Vinieron tiempos duros: la intervención del taller de anuncios, una propuesta no aceptada para abandonar el país tras el triunfo de la Revolución; les nació un bebé en el mismo año de la boda y la niña en el 62; regresar a Cienfuegos, trabajar como camionero viajando por la isla... Todo fue tan repentino, tan brusco. ¿Les resultó muy difícil adaptarse a la versión menos idealista del romance?
Margot le pasa el brazo sobre el hombro a quien escogió para navegar sus años, y afirma:
Esa es la vida. Sin embargo, nunca dejamos de disfrutarla. Estábamos enamorados, ya éramos padres, y compartíamos la convicción de continuar avanzando, por los niños y por nosotros mismos.

Fue por esa fecha cuando Rolando supo que en Santa Clara estaban construyendo una fábrica de refrigeradores y que buscaban personal para completar la plantilla. Dada su experiencia en el montaje industrial lo recomendó un cuñado mecánico. Le hicieron un examen de Matemática y otro de Dibujo, los aprobó y debió viajar a Checoslovaquia, donde permaneció ocho meses recibiendo la preparación necesaria para emprender un proyecto tan colosal como la Inpud Primero de Mayo. Allí trabajó desde su fundación, en 1964, hasta el 2002. Al retirarse se incorporaría, durante 15 años más, a la asociación económica Roma Caribbean. En el momento de la segunda jubilación tenía 80 ya cumplidos.
¿Y qué sucedió con los sueños de la niña pianista?
Roly y Odalis ya habían nacido cuando comencé a estudiar en la universidad. Me licencié en Defectología y dirigí tres escuelas especiales, como la «Teresita Gálvez », de la cual fui su primera directora. Me movía la necesidad imperiosa de ayudar a los más desprotegidos. Luego, en el antiguo internado «Marta Abreu » para niños sin amparo familiar, comencé a traer a dos cada fin de semana para que se quedaran en nuestra casa y sintieran el calor de una familia real. Era raro el día que no recogía a alguno para que durmiera con nosotros. Más tarde, comencé a apadrinar a pequeños huérfanos o provenientes de hogares rotos. Los llevaba al teatro, a la playa, le celebraba sus cumpleaños. Tenía que demostrarles cuánto se les quería, que eran importantes, que no estaban solos.
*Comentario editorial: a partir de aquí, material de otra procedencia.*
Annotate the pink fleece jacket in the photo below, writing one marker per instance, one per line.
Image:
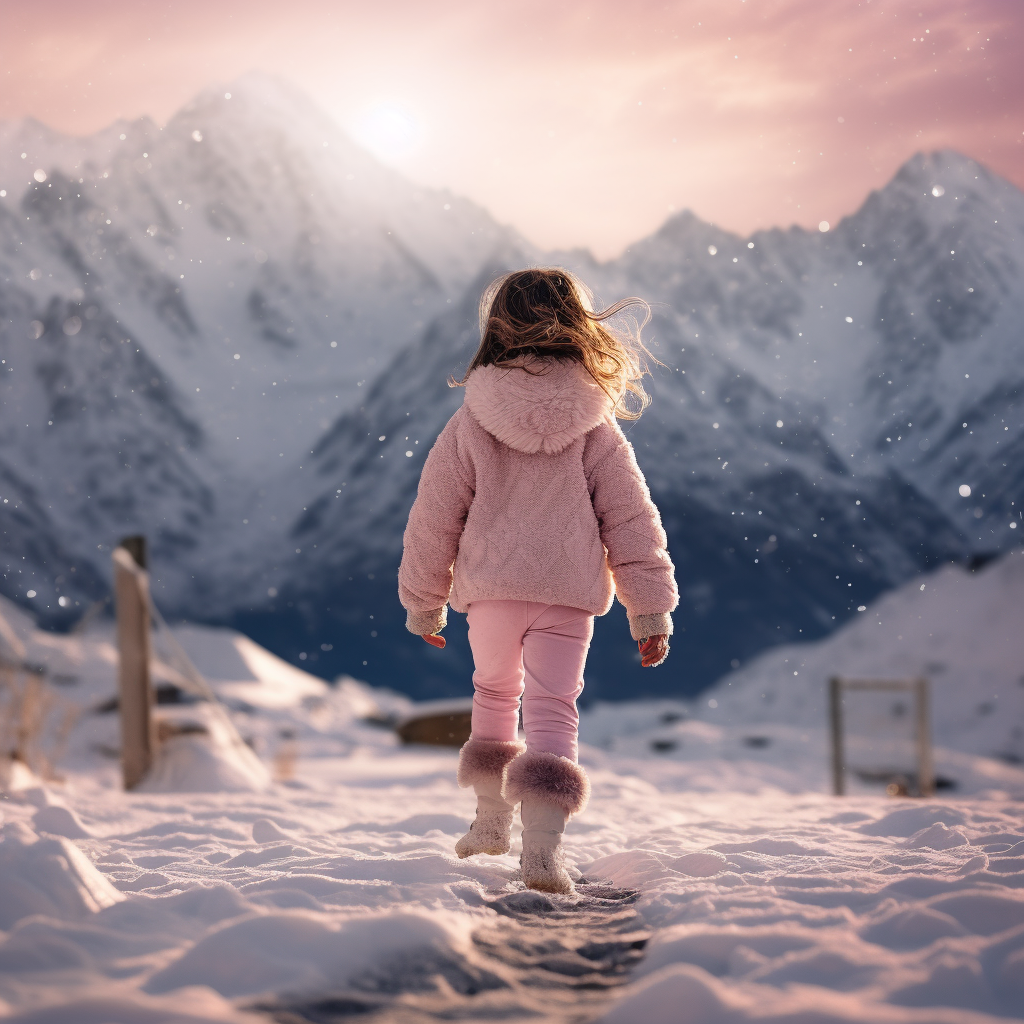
(531, 493)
Y Rolando, siempre con usted…
Todo el tiempo. Llegaba muerto de cansancio del trabajo y se metía para la cocina conmigo, con tal de que los muchachos los suyos y los «añadidos » a diario comieran rico y temprano. A veces, de madrugada, me desvelaba pensando en los que permanecían en el internado, que podían tener frío o los estaban picando los mosquitos. Despertaba a Rolando y para allá me llevaba, fueran las dos o las cinco de la mañana. Nunca ha tenido un no ni una incomprensión conmigo.

Pasaron 65 años desde la primera vez que estuvieron frente a frente, y todavía cada uno le dice «cielín » al otro. Comparten la pena insondable de una nieta incapacitada, algunos de sus grandes afectos viven a miles de kilómetros, a veces falla el oído o «vuela » la glicemia, pero son felices, indisimulablemente felices.
Para celebrar sus bodas de diamante, Margarita escribió unos versos que le entrecortaron la voz mientras los leía con los espejuelos de él: «Gracias a la vida por lo que me ha ofrecido, gracias a la dicha que aún puedo tener/, por sentir tu pecho tan cerca del mío/, sé que nunca te puedo dejar de querer ».
Vale la pena pasar por el mundo para escuchar algo así.